MAKALAH
Kajian Teologis
Ø DISUSUN
OLEH : Reza Rahmatillah
Ø JURUSAN
: TARBIAH
Ø PRODY
: PAI / A
Ø SEMESTER
: 1 ( SATU )
Ø
DOSEN
PEMBIMBING : Dra.Kartini, M.A
KEMENTERIAN AGAMA
SEKOLAH TINGGI AGAMA ISLAM NEGRI(STAIN
GPA) TAHUN AJARAN 2013/2014
BAB I
PENDAHULUAN
A. Latar Belakang Masalah
Teologi, sebagai mana
diketahui membahas ajaran-ajaran dasar dari suatu agama. Setiap orang yang
ingin menyelami seluk beluk agamanya secara mendalam, perlu mempelajari teologi
yang terdapat dalam agama yang dianutnya. Mempelajari teologi akan memberi
seseorang keyakinan-keyakinan berdasarkan pada landasan yang kuat, yang tidak
mudah diumbang-ambing oleh peredaran zaman. Istilah “Theology Islam” sudah lama
dikenal oleh penulis-penulis Barat. Teologi dari segi etimologi mempunyai
pengertian “Theos” artinya Tuhan dan “Logos” artinya ilmu (science, studi,
discourse). Jadi teologi berarti ilmu tentang Tuhan atau ilmu “Ketuhanan”.[1]

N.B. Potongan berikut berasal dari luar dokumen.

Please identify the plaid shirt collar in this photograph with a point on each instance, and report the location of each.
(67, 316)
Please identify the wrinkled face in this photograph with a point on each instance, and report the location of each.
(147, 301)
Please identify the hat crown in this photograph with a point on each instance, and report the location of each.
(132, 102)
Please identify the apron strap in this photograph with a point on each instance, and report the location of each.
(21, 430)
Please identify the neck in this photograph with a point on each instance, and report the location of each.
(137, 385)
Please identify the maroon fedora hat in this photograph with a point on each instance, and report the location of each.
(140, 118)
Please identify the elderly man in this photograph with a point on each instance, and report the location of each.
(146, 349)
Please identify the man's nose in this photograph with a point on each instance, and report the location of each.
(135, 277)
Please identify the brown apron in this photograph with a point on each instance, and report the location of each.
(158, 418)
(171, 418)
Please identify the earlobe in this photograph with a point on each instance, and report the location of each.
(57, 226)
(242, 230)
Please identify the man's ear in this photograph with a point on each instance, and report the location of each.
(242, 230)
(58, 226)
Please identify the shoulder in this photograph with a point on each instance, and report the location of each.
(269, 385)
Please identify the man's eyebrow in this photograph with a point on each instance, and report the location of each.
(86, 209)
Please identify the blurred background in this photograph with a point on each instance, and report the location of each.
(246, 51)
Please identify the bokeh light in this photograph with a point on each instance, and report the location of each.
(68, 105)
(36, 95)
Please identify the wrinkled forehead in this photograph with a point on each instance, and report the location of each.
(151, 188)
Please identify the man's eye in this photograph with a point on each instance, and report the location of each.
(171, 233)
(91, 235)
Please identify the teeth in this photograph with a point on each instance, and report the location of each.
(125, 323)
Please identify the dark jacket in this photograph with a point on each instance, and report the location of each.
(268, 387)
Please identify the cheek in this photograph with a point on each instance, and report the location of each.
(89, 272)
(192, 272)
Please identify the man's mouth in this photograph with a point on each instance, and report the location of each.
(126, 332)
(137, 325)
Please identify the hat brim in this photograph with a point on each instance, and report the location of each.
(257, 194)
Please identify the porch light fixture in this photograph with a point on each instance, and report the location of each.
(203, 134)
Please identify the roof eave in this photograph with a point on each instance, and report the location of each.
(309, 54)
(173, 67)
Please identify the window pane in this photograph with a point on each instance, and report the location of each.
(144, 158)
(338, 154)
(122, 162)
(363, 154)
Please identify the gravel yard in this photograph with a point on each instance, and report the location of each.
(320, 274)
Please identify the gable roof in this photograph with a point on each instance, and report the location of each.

Selanjutnya teologi Islam disebut juga ‘ilm al kalam, teolog dalam Islam diberi
nama mutakallimin yaitu ahli debat yang pintar memakai kata-kata.[2]
Secara terminologi teologi
Islam atau yang disebut juga Ilmu Kalam adalah ilmu yang membahas ushul sebagai
suatu aqidah tentang keEsaan Allah swt, wujud dan sifat-sifat-Nya,
rasul-rasul-Nya, kitab-kitab-Nya dan sebagainya yang diperkuat dengan
dalil-dalil aqal dan meyakinkan.[3]
B. Rumusan Masalah
Adapun masalah yang
diangkat dalam penulisan makalah ini adalah bagaimana studi kritis terhadap
ilmu kalam?
C. Tujuan Penulisan
Adapun tujuannya adalah untuk
mengetahui studi kritis terhadap ilmu kalam.
BAB II
PEMBAHASAN
Teologi adalah ilmu yang
membicarakan tentang Tuhan dan pertaliannya dengan manusia, baik berdasarkan
kebenaran wahyu ataupun berdasarkan penyelidikan akal murni.[4]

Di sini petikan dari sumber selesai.